We’ll probably never know how many individuals receive the bad news that they carry some really dreadful mutation, and are living in dread of what their future holds. How could that happen? Simply, the scientists made the same mistake that non-scientists make: They equate association with causation. Just because a protein is so severely mutated as to render it inactive, it doesn’t mean that it will inevitably cause pathology. There could be other mutations that counter the pathogenic effects of the inactive protein. There could be environmental factors that modify, or completely neutralize, the bad gene (epigenetic modification). There could be alternative metabolic pathways that circumvent the inactive one. Case in point: The folk singer Woody Guthrie (“This land is your land”) died of Huntington’s disease, a devastating degenerative neurological disease. His son Arlo (“Alice’s restaurant”) and his own children, all musicians, are free of the disease. In genetics, we call it incomplete penetrance, which describes this phenomenon, although it doesn’t explain its cause(s).
An editorial in Nature states that
“…researchers who hunt for genetic mutations likely to cause disease need to be cautious. Many, it seems, have not required enough evidence before asserting that a particular variant is harmful.”

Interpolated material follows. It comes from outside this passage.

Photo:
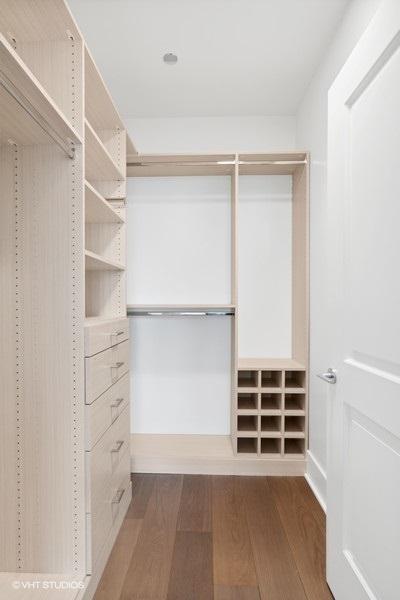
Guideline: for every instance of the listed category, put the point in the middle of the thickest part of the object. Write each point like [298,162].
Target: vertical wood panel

“It is becoming clear that many human genetic variations are relatively rare, and when researchers do not examine large enough groups of people with and without disease when scanning for pathogenic mutations, they are likely to mistakenly conclude that particular variants of interest turn up only in people with disease. The truth may be that they haven’t looked hard enough for these variants elsewhere. These conclusions have consequences for real people.”
In praise of science
There is another aspect to this story: The unstinting self-criticism of the scientific community. What other discipline has the courage and the integrity to expose its flaws, and take steps to correct it? Our legal system? Witness the resistance of states to acknowledging the grave errors committed in their courts in the face of irrefutable DNA evidence. Our political system? Have you heard any politician, from our new president on down, admit that they screwed up? Don’t hold your breath.
This is the essence and beauty of the scientific method. It is not infallible, but it is self-correcting in its ceaseless search for the truth, the whole truth, and nothing but.